Before this, in June 2015, FinCEN and fellow regulator FDIC fined tiny $95 million-asset Bank of Mingo in West Virginia a hefty $4.5 million for not managing its AML policies or filing suspicious activity reports as required.
Dan Stipano, partner at Buckley Sandler, says that while there is “a growing bipartisan recognition [among lawmakers] that compliance costs are out of control,” particularly for community banks, they’re still taking AML regulation and enforcement “very seriously.”
Chris Cook, executive vice president and chief administrative officer of $200 million-asset Farmers Bank and Trust Company in Marion, Ky., says that while his community bank is making headway in keeping up with AML monitoring and compliance demands, “we know we can’t relax.”

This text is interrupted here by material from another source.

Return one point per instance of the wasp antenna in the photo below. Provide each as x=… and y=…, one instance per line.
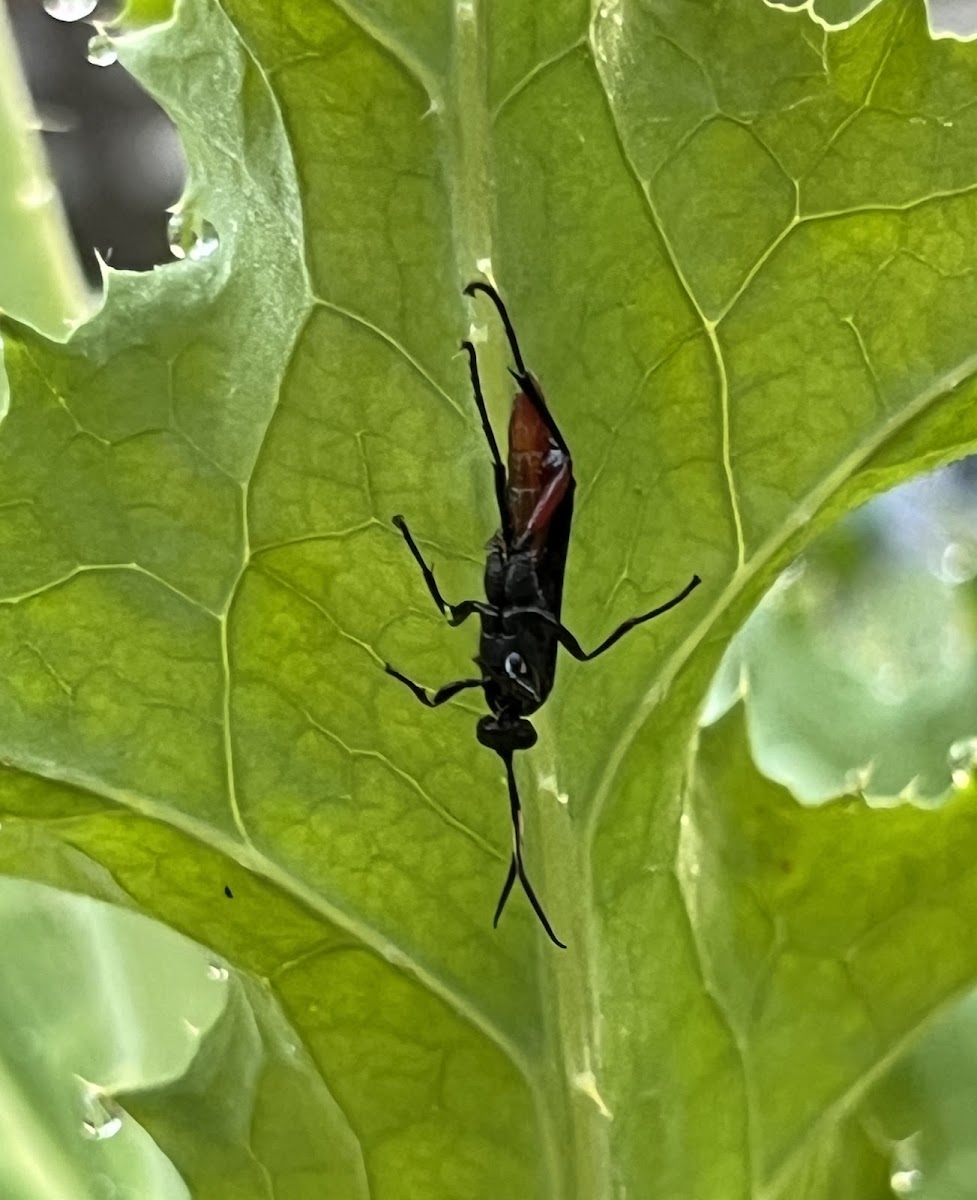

Cook considers training staff the most critical priority in weeding out potentially suspicious activity. He says his bank is also working more closely with its core data processor, using that vendor’s new monitoring product to do initial reviews on all transactions and sending potential outliers for human review.
Although most core banking processors have some type of transaction monitoring system, Cook says some of these systems are being revamped. The aim is to make them easier to use, better able to link to other systems and data files, and better at detecting false positives or negatives. Despite adding efficiency, Cook says his bank still spends roughly 10 percent of its net income on BSA/AML issues. “As a community bank,” he adds, “trying to maintain profitability and offer new products and services is challenging when you immediately take 10 percent off the top.”
Despite the growing costs, Soniat says it’s critical to have strong people, processes and technologies in this area. He adds that if you’re a bank with a couple hundred million in assets, it’s best to keep everything centralized. But aside from the talent shortage in AML, many community banks have long been dealing with monitoring technology that is outdated or inaccessible to this market.
However, industry insiders point out that the market does seem to be evolving, as pressure from regulators and bankers has pushed banking vendors and startups to offer new services and tools that are more affordable and manageable for the average community bank.
“You’re always going to be behind the eight ball. Whenever we have a new product or service, someone out there will always ask, ‘How can I use this to launder money?’”
—Joe Soniat, Union Bank & Trust
Just as the bank and payments market is evolving, so is the related cybercrime. “You’re always going to be behind the eight ball,” Soniat admits. “Whenever we have a new product or service, someone out there will always ask, ‘How can I use this to launder money?’”
Karen Epper Hoffman is a writer in Washington state.